What the pin does not cover:

  • Filesystem tampering before first pin. TOFU implies the first load is the authoritative one. Air-gap operators should fingerprint the pubkey out-of-band (release-signing key from reference/signing.md).
  • Compromised signing key. Once the key is on the allow-list, anything signed by it loads. Rotation is operator-driven; there is no automatic revocation feed in v1.

Source: src/stargraph/bosun/signing.py, plus the alg-strict guard documented in how-to/bosun-pack.md.

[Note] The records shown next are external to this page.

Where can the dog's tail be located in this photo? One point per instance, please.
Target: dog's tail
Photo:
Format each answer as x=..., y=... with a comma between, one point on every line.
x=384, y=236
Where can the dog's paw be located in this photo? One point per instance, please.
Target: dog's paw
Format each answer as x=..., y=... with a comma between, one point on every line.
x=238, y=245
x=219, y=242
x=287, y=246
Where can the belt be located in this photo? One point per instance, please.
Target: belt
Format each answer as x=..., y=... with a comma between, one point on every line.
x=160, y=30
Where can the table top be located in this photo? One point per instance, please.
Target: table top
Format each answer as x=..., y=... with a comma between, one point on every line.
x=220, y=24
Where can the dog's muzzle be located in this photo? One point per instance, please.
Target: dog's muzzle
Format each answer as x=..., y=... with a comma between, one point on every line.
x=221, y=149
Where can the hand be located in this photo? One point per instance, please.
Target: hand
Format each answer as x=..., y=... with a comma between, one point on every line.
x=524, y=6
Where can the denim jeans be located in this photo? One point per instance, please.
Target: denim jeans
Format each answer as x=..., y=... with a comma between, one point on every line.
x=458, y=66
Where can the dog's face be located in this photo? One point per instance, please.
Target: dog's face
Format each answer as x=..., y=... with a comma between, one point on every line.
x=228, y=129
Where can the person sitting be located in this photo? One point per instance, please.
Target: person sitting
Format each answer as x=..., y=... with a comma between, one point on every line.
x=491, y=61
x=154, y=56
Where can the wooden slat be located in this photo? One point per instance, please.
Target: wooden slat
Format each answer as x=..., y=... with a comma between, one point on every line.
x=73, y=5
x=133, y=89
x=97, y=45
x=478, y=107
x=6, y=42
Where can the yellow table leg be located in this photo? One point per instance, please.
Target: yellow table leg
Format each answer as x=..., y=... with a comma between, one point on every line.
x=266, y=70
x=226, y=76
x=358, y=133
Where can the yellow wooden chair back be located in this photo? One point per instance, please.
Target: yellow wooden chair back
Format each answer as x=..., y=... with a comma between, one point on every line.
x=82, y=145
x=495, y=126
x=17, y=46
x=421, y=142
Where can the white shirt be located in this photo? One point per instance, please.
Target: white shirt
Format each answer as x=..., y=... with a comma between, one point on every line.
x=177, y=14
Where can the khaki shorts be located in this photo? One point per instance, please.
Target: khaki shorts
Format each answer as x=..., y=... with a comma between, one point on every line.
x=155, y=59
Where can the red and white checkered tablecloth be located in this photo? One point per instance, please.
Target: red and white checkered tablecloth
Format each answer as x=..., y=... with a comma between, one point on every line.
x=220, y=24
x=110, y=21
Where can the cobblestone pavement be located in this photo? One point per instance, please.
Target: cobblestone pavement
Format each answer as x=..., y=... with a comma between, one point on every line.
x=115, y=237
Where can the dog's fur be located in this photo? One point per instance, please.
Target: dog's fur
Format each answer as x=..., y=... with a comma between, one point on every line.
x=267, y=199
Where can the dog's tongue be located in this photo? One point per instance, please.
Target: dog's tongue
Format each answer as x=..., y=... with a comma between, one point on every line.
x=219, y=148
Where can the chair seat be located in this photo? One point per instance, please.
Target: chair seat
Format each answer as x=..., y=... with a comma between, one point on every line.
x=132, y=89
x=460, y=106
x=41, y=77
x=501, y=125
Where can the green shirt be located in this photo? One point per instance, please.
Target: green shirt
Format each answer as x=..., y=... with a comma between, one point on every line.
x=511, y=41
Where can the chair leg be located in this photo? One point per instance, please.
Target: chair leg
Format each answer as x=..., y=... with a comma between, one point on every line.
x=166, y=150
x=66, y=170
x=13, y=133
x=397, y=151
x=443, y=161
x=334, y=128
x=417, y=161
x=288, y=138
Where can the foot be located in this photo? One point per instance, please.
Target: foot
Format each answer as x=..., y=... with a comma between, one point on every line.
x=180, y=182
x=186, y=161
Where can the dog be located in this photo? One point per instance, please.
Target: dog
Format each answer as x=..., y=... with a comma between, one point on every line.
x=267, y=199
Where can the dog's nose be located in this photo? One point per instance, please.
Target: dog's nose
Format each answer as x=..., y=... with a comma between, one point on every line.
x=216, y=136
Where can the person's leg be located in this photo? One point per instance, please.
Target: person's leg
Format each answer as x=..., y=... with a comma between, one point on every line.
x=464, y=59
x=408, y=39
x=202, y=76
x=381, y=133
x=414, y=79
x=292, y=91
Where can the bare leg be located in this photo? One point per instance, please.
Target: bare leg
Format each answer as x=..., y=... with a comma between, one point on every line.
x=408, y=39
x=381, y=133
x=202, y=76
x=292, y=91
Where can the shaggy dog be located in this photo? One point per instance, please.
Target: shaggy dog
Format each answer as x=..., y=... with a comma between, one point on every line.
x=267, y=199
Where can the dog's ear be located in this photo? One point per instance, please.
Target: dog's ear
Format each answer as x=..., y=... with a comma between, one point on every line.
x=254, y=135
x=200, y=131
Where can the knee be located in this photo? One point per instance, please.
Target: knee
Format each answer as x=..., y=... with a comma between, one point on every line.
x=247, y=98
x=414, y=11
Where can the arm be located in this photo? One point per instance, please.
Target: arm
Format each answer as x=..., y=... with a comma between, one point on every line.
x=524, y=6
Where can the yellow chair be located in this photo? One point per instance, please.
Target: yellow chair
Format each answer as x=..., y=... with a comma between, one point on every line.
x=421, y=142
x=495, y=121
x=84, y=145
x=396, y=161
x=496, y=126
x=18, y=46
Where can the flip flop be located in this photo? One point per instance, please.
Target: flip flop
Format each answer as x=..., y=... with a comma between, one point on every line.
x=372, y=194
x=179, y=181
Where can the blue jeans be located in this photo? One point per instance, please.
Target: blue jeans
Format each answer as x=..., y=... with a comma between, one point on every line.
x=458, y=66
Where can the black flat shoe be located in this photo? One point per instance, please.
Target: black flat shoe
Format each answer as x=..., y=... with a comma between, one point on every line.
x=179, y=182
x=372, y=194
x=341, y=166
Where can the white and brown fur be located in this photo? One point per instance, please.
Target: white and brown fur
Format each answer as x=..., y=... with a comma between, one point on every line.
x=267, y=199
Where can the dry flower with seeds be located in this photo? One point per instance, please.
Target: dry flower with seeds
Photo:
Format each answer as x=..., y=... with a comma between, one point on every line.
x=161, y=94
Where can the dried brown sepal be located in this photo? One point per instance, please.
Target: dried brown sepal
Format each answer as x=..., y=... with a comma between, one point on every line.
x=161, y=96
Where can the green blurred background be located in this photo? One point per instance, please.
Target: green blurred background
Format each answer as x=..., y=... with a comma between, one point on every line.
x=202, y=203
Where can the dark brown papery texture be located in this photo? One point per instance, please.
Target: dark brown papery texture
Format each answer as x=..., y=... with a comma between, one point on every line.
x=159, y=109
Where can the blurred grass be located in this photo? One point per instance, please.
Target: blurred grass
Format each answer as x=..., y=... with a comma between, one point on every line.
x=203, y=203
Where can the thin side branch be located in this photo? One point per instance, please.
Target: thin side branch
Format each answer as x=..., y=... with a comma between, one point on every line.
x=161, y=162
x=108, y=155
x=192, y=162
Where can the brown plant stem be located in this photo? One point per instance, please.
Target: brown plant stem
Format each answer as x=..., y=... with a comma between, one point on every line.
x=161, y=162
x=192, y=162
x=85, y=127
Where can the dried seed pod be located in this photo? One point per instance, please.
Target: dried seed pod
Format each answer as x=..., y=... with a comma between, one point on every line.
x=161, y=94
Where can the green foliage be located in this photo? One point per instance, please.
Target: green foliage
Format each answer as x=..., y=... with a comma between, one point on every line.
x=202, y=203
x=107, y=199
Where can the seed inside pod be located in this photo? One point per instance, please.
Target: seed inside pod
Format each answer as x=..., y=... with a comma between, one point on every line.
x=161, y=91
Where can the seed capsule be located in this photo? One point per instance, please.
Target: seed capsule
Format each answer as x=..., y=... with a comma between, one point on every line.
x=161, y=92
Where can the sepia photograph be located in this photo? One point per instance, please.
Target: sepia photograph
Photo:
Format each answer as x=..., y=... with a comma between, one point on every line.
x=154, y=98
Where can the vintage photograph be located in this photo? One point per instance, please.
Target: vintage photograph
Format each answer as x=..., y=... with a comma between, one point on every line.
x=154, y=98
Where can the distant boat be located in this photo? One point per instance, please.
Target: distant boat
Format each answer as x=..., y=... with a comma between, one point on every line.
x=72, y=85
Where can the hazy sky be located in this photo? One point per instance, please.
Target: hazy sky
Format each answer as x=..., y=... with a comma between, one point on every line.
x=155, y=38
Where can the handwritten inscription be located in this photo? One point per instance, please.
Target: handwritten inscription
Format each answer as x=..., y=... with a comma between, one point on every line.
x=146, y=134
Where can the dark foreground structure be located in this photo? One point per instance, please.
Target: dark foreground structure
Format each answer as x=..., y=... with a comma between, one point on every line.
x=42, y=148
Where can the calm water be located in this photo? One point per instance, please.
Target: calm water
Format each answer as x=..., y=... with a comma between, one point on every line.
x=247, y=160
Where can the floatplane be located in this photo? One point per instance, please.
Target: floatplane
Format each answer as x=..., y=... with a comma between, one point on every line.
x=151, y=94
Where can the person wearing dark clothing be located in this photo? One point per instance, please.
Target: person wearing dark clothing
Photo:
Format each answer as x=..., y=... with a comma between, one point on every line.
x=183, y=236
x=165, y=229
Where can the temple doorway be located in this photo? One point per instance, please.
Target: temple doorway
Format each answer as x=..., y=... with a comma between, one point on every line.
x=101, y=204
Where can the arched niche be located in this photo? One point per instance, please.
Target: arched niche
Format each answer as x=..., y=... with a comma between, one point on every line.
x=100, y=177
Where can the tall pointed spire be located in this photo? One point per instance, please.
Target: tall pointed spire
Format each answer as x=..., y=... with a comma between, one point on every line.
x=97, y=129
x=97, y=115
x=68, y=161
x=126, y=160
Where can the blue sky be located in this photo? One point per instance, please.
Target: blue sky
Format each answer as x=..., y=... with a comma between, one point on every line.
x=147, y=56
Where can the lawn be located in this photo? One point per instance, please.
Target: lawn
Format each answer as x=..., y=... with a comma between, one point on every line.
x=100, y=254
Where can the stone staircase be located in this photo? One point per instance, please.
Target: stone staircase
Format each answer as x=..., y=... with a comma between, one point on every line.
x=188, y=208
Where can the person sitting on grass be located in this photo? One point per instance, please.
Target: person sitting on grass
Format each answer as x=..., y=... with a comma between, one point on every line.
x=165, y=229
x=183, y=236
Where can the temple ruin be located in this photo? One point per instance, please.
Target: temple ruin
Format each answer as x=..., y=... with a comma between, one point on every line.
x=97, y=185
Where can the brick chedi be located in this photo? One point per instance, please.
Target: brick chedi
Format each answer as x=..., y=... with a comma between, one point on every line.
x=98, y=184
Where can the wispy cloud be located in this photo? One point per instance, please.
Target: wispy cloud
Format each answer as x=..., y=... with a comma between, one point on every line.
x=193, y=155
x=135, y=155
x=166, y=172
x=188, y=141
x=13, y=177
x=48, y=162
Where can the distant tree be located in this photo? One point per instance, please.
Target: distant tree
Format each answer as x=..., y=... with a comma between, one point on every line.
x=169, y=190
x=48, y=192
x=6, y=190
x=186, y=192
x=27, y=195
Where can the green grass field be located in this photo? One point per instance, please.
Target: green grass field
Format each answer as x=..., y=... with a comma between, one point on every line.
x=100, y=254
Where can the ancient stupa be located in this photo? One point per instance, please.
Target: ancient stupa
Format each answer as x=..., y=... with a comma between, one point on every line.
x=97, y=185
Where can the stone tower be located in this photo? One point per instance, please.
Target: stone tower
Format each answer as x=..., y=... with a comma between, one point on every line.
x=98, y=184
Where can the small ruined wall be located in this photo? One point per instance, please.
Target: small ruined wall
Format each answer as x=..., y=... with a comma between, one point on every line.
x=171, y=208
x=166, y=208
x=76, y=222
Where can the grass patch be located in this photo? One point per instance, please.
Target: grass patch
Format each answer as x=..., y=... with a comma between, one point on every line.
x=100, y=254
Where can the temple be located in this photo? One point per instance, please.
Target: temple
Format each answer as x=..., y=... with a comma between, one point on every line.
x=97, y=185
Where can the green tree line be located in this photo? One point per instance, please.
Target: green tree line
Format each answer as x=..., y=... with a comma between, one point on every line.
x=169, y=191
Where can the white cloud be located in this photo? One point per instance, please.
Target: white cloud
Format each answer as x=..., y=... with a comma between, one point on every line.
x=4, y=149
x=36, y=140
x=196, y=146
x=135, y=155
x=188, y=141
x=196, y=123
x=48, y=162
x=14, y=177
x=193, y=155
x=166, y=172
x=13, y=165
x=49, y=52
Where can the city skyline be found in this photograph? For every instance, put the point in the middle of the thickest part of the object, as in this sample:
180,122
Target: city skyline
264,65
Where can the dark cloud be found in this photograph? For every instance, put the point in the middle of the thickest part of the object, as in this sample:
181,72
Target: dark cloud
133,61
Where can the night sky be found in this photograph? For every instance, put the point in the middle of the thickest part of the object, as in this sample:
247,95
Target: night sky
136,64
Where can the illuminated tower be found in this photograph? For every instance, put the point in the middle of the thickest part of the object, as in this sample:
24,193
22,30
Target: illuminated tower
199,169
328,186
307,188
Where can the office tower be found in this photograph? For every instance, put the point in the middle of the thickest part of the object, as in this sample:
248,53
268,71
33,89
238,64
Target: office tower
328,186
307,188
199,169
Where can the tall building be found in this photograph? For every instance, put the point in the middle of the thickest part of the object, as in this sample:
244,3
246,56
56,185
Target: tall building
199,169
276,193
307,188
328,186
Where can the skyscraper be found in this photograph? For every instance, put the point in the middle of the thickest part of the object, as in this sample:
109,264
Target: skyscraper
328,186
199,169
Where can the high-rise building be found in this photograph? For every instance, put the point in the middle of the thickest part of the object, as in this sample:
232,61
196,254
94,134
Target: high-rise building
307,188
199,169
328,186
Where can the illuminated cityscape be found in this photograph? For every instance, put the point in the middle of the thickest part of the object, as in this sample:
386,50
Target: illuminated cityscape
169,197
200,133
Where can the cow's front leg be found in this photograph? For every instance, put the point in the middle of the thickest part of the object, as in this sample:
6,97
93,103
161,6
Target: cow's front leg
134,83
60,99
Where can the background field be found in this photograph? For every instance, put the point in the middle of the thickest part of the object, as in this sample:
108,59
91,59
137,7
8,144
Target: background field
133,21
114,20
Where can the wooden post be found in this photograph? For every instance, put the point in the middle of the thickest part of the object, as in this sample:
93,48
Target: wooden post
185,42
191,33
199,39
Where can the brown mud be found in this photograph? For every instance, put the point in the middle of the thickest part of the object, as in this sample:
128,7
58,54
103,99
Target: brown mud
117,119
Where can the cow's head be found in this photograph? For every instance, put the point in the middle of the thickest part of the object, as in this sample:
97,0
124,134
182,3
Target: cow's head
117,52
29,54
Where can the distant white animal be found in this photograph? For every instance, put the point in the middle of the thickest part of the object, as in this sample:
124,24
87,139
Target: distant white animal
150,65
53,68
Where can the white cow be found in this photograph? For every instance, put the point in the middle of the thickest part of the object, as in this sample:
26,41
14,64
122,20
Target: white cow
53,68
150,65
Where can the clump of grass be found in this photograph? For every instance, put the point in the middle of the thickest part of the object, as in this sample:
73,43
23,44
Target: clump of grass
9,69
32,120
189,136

Documented gaps (post-1.0 work)

  1. Fathom-pack hot-reload (AC-8.3) — present in 2 cells (Tampering × Plugin loader, Elevation × Plugin loader). Mitigation: serve restart for any pack mutation. Post-1.0: SBOM-gated reload.
  2. Per-run wall-clock cap (DoS × State+Checkpointer) — operator-driven via stargraph cancel. Post-1.0: profile-level --max-run-duration knob.

How to use this document

  • Before each release: re-walk the matrix; update any cell where the code reference moved or the mitigation changed.
  • For a new attack surface: add a row across all 6 STRIDE columns.
  • For a new STRIDE category (e.g. supply-chain): add a column across all 6 surfaces.
  • Sign-off rubric (docs/security/sign-off.md) check #1 = "all 36 cells filled". The v1 release blocker is this matrix complete + every documented gap has a tracked post-1.0 issue.